WIP: get CI timings on long-running jobs #4552

jameslamb · 2021-08-25T03:36:36Z

I've noticed recently that QEMU builds are regularly timing out after 3 hours. This slows down development on the repository to a level that I'm now really starting to feel, whiich is especially impactful given the timezone difference between maintainers.

Opening this PR to continue the investigation in #4501 into which tests are taking the longest time to run, so I can propose possibly skipping some of them for QEMU builds.

I tried to do this testing on my fork, but Azure DevOps was not picking up PRs there (jameslamb#48).

StrikerRUS · 2021-08-25T13:53:07Z

Thanks for starting a work on this! I wanted to create an issue for this problem this week.

Just my observations: QEMU either works fine within 2 hours, or approximately doubles this time. I have a weak guess that this might be a hardware issue or deep system-wide software one.

jameslamb · 2021-08-25T14:13:15Z

QEMU either works fine within 2 hours, or approximately doubles this time

Yeah I've seen this too!
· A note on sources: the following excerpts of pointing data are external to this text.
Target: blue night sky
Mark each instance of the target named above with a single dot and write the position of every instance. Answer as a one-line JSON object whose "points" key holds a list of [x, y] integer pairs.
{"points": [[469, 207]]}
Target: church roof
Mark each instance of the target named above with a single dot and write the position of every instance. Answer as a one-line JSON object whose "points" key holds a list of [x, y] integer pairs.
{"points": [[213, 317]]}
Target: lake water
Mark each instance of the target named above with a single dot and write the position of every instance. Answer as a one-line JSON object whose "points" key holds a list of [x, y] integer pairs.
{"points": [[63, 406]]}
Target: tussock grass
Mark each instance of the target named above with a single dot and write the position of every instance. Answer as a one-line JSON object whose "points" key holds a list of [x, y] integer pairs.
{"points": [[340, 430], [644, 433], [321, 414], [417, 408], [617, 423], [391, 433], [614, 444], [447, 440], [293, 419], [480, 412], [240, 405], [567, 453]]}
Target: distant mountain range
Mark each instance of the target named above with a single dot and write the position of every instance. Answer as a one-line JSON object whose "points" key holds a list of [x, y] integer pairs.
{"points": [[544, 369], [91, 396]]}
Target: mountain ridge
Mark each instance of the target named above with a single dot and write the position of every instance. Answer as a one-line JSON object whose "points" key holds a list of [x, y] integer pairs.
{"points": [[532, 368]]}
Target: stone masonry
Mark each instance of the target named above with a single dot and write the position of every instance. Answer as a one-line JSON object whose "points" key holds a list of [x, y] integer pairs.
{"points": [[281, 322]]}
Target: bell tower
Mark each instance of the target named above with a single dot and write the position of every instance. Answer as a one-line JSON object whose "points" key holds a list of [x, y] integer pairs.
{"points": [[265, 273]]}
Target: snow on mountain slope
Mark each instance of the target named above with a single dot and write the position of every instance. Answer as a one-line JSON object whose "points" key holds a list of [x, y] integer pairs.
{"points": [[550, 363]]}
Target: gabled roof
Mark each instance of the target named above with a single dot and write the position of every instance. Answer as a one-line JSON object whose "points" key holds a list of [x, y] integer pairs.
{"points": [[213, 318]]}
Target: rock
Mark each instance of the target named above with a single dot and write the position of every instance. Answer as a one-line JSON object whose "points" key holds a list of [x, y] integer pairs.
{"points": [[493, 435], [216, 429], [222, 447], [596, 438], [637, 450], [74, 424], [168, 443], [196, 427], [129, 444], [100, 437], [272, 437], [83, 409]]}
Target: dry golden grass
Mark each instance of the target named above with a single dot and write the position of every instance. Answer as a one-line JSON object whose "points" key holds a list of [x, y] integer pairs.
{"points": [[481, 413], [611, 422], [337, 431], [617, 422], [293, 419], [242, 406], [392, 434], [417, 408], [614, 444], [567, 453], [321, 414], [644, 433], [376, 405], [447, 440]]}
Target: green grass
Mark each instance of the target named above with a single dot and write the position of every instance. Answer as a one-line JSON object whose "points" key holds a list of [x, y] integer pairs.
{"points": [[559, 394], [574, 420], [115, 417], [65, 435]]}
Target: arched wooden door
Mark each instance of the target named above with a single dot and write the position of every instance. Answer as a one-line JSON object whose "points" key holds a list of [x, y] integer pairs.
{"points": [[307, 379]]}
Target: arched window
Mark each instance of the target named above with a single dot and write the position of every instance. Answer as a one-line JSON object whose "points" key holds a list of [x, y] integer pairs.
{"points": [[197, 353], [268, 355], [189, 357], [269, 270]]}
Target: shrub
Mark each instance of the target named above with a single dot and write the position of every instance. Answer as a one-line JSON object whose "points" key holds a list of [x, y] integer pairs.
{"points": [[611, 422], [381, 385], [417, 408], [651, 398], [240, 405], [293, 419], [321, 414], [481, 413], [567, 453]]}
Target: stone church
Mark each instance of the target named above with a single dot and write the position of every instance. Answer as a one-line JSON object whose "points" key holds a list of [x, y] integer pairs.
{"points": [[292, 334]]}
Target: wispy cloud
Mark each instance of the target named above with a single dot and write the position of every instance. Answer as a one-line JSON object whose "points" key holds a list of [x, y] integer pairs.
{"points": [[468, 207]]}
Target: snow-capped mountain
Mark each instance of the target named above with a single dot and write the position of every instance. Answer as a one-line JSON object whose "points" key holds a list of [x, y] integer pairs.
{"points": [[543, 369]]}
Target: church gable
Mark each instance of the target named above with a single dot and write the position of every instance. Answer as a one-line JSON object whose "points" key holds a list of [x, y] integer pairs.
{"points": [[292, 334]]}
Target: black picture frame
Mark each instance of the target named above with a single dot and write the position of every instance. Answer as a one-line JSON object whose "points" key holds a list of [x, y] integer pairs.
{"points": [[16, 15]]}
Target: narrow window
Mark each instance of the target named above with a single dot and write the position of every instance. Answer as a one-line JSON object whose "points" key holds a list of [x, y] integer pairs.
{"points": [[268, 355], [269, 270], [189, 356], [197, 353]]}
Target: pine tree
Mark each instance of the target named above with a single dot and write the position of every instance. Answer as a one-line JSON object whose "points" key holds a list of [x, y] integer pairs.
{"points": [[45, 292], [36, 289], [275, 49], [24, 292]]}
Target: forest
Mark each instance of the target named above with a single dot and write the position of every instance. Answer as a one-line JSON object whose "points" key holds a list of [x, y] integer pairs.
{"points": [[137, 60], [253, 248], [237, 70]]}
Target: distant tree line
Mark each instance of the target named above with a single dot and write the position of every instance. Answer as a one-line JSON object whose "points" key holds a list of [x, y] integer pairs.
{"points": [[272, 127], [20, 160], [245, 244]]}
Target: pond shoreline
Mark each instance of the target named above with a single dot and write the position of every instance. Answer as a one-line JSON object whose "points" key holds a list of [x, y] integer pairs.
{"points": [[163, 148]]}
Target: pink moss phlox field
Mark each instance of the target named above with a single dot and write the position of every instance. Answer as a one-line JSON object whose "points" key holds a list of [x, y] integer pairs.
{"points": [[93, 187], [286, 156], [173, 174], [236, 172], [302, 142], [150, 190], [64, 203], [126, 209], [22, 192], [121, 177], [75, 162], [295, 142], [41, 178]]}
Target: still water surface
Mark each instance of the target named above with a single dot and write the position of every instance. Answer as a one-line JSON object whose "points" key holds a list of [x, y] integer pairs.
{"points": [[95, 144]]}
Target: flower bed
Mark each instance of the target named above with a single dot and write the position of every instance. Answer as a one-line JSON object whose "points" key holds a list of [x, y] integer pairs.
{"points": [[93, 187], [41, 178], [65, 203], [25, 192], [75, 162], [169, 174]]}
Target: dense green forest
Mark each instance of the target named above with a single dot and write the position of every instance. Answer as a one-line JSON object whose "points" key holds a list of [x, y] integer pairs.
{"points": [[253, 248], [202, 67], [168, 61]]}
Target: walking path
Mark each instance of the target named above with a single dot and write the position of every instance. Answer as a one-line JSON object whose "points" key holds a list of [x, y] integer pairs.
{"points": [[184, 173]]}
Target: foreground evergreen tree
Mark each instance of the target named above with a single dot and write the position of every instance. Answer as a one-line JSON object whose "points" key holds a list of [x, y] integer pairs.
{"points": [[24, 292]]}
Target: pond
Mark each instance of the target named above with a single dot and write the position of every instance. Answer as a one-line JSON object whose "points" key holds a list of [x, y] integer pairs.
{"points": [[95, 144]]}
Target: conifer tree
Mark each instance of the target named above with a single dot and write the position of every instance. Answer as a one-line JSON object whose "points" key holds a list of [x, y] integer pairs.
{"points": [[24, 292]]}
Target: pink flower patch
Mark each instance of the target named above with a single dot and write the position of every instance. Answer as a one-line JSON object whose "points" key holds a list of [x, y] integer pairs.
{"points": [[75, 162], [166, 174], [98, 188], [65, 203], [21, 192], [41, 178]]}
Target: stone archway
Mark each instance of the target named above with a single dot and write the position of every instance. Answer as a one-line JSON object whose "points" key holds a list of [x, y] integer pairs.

This most recent build only took 1h23m:

https://dev.azure.com/lightgbm-ci/lightgbm-ci/_build/results?buildId=10794&view=logs&j=c2f9361f-3c13-57db-3206-cee89820d5e3&t=bf5b33f9-9072-549e-d8b1-cab79a1dd2a9

I have a weak guess that this might be a hardware issue or deep system-wide software one.
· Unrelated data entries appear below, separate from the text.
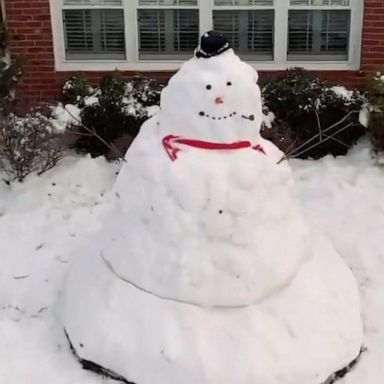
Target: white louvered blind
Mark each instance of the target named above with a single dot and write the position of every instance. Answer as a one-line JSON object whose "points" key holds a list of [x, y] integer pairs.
{"points": [[167, 33], [250, 32], [318, 34], [260, 3], [163, 3], [94, 34], [321, 3]]}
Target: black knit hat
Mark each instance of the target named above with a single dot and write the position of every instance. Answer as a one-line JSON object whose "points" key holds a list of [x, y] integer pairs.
{"points": [[212, 44]]}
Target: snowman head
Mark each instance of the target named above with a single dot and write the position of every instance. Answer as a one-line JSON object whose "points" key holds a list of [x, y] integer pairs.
{"points": [[214, 96]]}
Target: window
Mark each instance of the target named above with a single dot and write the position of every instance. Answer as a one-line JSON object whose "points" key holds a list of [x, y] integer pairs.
{"points": [[250, 31], [319, 34], [168, 29], [93, 33], [161, 34]]}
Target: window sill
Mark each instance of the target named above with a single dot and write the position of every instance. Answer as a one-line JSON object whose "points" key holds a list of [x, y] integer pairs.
{"points": [[146, 66]]}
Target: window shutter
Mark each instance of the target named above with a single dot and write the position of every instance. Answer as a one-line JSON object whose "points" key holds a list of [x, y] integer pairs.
{"points": [[94, 33], [90, 3], [250, 32]]}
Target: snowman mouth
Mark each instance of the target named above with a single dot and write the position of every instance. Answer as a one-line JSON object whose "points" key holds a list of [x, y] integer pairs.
{"points": [[225, 117]]}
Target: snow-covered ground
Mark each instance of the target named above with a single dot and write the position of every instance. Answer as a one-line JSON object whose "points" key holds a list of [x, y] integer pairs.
{"points": [[45, 219]]}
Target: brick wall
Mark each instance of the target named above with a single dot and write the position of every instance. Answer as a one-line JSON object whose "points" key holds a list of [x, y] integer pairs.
{"points": [[29, 28]]}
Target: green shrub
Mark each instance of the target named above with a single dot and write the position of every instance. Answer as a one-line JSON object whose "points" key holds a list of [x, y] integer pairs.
{"points": [[306, 108], [375, 94], [75, 89], [114, 113], [27, 144]]}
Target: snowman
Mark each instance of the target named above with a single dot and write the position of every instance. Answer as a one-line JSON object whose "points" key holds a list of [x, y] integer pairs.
{"points": [[206, 271]]}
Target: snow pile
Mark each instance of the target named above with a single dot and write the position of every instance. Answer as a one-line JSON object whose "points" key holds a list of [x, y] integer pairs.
{"points": [[65, 115], [64, 207], [205, 260]]}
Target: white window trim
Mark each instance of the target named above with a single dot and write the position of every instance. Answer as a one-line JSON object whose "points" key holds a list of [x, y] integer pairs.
{"points": [[132, 63]]}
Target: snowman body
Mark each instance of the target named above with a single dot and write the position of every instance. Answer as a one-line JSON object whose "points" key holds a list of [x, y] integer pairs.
{"points": [[206, 271]]}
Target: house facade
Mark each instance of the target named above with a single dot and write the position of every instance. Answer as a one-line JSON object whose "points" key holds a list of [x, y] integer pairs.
{"points": [[341, 40]]}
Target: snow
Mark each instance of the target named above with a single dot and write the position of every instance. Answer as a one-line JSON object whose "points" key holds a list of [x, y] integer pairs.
{"points": [[342, 197], [342, 91], [364, 116], [63, 116], [194, 272]]}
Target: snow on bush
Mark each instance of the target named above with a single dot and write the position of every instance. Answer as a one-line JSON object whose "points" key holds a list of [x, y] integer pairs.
{"points": [[375, 92], [27, 144], [104, 120], [312, 118]]}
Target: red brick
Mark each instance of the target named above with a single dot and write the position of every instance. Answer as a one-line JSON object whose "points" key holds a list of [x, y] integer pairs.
{"points": [[29, 27]]}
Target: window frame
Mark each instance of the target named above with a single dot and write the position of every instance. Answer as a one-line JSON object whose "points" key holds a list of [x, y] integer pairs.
{"points": [[206, 7]]}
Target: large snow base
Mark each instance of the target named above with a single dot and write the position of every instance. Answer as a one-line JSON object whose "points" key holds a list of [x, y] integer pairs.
{"points": [[107, 373], [301, 335]]}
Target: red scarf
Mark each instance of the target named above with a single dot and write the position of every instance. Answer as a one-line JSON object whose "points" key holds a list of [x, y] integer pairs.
{"points": [[170, 142]]}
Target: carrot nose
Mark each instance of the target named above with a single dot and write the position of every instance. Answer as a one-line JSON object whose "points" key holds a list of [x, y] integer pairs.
{"points": [[219, 100]]}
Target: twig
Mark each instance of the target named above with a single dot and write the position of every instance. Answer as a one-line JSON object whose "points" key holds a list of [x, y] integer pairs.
{"points": [[289, 154], [322, 141], [318, 125], [93, 132]]}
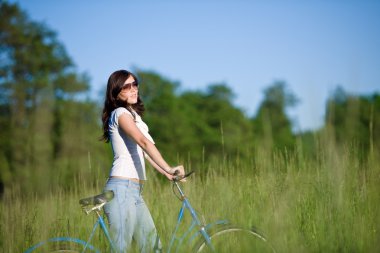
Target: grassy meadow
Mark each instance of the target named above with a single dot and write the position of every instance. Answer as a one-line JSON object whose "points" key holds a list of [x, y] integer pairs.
{"points": [[327, 204]]}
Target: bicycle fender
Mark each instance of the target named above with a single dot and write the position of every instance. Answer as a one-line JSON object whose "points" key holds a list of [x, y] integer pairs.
{"points": [[62, 239]]}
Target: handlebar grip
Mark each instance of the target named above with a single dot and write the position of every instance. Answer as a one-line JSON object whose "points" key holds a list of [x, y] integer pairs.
{"points": [[178, 178]]}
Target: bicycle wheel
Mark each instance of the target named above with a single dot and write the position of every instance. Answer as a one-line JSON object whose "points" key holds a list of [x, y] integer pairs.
{"points": [[235, 239], [61, 246]]}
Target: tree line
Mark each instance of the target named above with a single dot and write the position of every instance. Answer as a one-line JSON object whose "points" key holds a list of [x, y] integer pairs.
{"points": [[50, 125]]}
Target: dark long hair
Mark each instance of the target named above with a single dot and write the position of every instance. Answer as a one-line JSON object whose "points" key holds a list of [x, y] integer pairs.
{"points": [[111, 102]]}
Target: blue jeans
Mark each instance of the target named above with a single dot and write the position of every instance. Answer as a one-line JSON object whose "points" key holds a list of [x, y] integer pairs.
{"points": [[129, 217]]}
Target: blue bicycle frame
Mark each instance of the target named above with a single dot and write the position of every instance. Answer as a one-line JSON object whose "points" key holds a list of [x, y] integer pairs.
{"points": [[86, 244], [197, 230], [196, 222]]}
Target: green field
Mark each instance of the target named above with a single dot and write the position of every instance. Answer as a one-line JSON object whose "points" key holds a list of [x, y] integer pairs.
{"points": [[328, 204]]}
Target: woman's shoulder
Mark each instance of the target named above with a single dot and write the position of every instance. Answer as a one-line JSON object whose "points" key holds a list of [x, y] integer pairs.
{"points": [[115, 114]]}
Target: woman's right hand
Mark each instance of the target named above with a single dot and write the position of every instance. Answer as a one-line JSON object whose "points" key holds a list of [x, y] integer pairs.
{"points": [[175, 172]]}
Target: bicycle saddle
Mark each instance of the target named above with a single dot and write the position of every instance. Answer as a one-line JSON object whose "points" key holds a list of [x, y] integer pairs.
{"points": [[98, 199]]}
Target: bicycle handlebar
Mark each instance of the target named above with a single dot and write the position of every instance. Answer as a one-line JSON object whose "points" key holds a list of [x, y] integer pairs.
{"points": [[179, 178]]}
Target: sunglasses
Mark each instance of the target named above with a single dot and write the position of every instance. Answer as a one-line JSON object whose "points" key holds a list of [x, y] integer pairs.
{"points": [[128, 86]]}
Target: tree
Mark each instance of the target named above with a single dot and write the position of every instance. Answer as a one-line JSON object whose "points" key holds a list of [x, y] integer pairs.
{"points": [[38, 83], [272, 127], [354, 119]]}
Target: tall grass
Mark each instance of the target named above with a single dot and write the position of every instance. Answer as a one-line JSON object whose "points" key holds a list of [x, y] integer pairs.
{"points": [[327, 204]]}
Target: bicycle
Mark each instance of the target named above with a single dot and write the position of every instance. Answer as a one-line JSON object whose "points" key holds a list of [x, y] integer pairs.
{"points": [[219, 236]]}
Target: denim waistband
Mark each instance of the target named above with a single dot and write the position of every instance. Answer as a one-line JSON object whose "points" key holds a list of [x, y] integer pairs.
{"points": [[122, 181]]}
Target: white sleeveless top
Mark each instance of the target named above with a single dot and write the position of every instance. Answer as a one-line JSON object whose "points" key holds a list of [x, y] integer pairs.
{"points": [[128, 156]]}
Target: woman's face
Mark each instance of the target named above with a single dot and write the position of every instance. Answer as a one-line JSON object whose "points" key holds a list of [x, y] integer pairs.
{"points": [[129, 92]]}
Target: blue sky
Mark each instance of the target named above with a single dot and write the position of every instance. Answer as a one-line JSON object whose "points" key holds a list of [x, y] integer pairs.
{"points": [[312, 45]]}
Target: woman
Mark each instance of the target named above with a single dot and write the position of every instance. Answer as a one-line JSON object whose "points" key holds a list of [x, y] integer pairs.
{"points": [[123, 127]]}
I agree with you, that's my guess too. But I think we still might be able to at least temporarily avoid timeouts by skipping or reducing the size of some tests (#4501 (comment)).

jameslamb · 2021-08-27T04:33:13Z

To help in this investigation, I wrote up a quick script tonight that will figure out how much time passed between different log lines.

script (click me)

click "view raw log" in Azure DevOps, then set log_url in the code below to that URL

import math
import re
import requests

from datetime import datetime

# get logs from Azure
log_url = "https://dev.azure.com/lightgbm-ci/8461a79b-5dce-4085-ad70-4410b7135276/_apis/build/builds/10810/logs/284"
res = requests.get(log_url)
res.raise_for_status()
log_lines = [
    line for line in res.text.split("\n") if line != ""
]

print("")
print("--- parsing timings from logs ---")
print("")
section_key = "initial-setup"
next_section_key = ""
pattern = ""
start_time = None
end_time = None

timings = []

breakpoints = [
    ("lightgbm-build", ".*running bdist_wheel.*"),
    ("test-setup", ".*test session starts.*"),
    ("test_.py", ".*test_\.py.*"),
    ("test_basic.py", ".*test_basic\.py.*"),
    ("test_consistency.py", ".*test_consistency\.py.*"),
    ("test_dask.py", ".*test_dask\.py.*"),
    ("test_dual.py", ".*test_dual\.py.*"),
    ("test_engine.py", ".*test_engine\.py.*"),
    ("test_plotting.py", ".*test_plotting\.py.*"),
    ("test_sklearn.py", ".*test_sklearn\.py.*"),
    ("test_utilities.py", ".*test_utilities.py.*"),
    ("test-of-job", " ")
]

def _get_line_time(line: str) -> datetime:
    timestamp_pattern = re.compile(
        r"([0-9]{4}-[0-9]{2}-[0-9]{2}T[0-9]{2}:[0-9]{2}:[0-9]{2}).*"
    )
    timestamp_str = re.search(timestamp_pattern, line).groups()[0]
    return datetime.strptime(timestamp_str, "%Y-%m-%dT%H:%M:%S")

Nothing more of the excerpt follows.